“Help! The Kids Won’t Stop Arguing!”
Like a lot of us, many kids are having a hard time being cooped up at home during the pandemic. They miss their friends. They miss their soccer teams and Girl Scout troops. They miss their freedom. But even though it makes sense that your children might be moodier or more sensitive than usual right now, constant fighting, disrespectful behavior, and general acting out is still not OK.
Sadly, there’s no magic wand you can wave that will make your family get along 100 percent of the time. Happily, developmental psychologist Dr. Cyndy Karras recommends these five simple steps you can take to make the home front a little more peaceful.
1. Start with a steady foundation
Keeping your cool can be easier said than done, but kids are
looking to parents and caregivers to learn how to handle these
stressful times. As much as possible, make sure you and your family
are eating nutritious meals, avoiding too much processed food, staying
active, getting enough sleep, and sticking to the most normal schedule
possible. All these things help us manage stress and be more resilient
in the face of challenges. In other words? The more healthy habits you
have in place, the fewer meltdowns you should have on your hands.
2. Give your girl language to express herself
A lot of children—even up to the teenage years, but especially
younger ones—have trouble putting words to emotions, and end up acting
out rather than communicating how they’re feeling. Sit down with your
kids and let them know that although their behavior hasn’t been
awesome, you want to help make things better. And to help, you need to
understand what’s really going on. Be as honest and candid as possible
by saying something like, “This is really hard, because even though we
love each other, there are times when we don’t all want to be together
right now. That can make anybody feel frustrated. Do you feel
frustrated?” If your girl says yes, ask her to try saying, “I feel
really frustrated right now, I need [alone time, you to stop bothering
me while I’m reading, whatever it is they need]” the next time she
feels like she’s at her limit.
3. Teach her to walk away
We all know from experience that you don’t always get what you
ask for—especially when you’d like an aggravating sibling to stop
pestering you! So tell her that if she’s asked for what she needs and
isn’t getting results, she can always remove herself from the
situation. If your children don’t have their own rooms to retreat to,
consider setting up a “quiet corner” in your home with somewhere to
sit, maybe a comforting blanket, and a book or two to read. Then
establish the rule that if someone has gone to sit in that corner,
everyone will respect that they need space and a bit of quiet from
everyone else. When they’re feeling calm and more able to handle the
situation, they can rejoin the group.
4. Give her the tools to succeed
Your girl needs you for lots of things, but knowing a thing or
two about conflict resolution will help her find common ground with
her siblings, make your life a whole lot easier, and set her up for
successful relationships with friends and colleagues later in life.

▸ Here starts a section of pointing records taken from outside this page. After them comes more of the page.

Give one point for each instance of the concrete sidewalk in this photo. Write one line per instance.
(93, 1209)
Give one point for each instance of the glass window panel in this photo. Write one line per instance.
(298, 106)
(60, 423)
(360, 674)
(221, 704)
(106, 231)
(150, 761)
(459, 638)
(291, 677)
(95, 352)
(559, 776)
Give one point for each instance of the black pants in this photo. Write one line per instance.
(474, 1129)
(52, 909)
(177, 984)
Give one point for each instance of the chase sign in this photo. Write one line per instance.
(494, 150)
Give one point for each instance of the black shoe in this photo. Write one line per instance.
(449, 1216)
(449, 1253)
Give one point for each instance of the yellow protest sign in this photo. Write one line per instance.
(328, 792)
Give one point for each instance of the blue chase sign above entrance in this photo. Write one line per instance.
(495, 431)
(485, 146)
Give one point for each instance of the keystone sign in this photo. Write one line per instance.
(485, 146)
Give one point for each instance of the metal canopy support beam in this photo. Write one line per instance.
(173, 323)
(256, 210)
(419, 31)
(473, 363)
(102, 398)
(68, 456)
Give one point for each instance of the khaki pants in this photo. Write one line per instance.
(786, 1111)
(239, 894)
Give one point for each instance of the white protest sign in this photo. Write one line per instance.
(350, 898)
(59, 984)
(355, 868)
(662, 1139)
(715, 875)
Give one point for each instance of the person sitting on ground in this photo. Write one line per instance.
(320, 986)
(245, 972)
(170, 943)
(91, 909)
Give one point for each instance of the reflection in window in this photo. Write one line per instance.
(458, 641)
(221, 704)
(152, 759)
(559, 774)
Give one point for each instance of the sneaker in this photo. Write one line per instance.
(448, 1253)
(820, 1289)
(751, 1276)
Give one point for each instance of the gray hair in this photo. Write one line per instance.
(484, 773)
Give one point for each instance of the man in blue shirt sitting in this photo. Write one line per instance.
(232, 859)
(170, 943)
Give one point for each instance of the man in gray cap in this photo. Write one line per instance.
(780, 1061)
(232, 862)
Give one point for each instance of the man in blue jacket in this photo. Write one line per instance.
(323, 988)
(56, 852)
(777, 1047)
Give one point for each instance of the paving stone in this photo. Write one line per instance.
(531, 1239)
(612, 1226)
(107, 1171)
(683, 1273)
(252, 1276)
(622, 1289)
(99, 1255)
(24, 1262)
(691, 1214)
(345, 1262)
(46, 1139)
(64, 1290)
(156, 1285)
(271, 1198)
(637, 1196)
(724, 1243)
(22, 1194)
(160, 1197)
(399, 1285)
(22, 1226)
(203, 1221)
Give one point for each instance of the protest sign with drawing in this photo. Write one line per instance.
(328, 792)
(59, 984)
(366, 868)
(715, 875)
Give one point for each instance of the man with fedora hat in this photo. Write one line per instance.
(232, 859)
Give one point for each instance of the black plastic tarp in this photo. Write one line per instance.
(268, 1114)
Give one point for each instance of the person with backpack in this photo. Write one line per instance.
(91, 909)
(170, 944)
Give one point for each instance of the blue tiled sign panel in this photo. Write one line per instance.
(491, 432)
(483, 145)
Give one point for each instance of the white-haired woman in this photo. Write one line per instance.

Talk to her about how sometimes when we speak out of anger or
frustration, we say things we don’t mean that could hurt others very
badly. To avoid doing that, she can try taking a few deep breaths,
counting to five, or even walking away for a bit before saying
anything in an upsetting situation. Additionally, it’s almost always
helpful to try to think of where the other person is coming from and
what they’re feeling. If she takes the time to think through a
frustrating moment rather than blowing up at her brother, she might
find common ground and a way to make everyone happier.
5. Make respect a must
Your kids love each other, even if they might not like each
other from time to time, and the best way to show that love right now
is by respecting one another’s need for space. Everyone needs to
recharge sometimes—whether that means popping on headphones and
listening to music, drawing in the “quiet corner,” or having a
sibling-free playdate with a much-missed best friend. The big
takeaway? When those moments of “apart time” are prioritized and
respected, “together time” will be even more special and fun.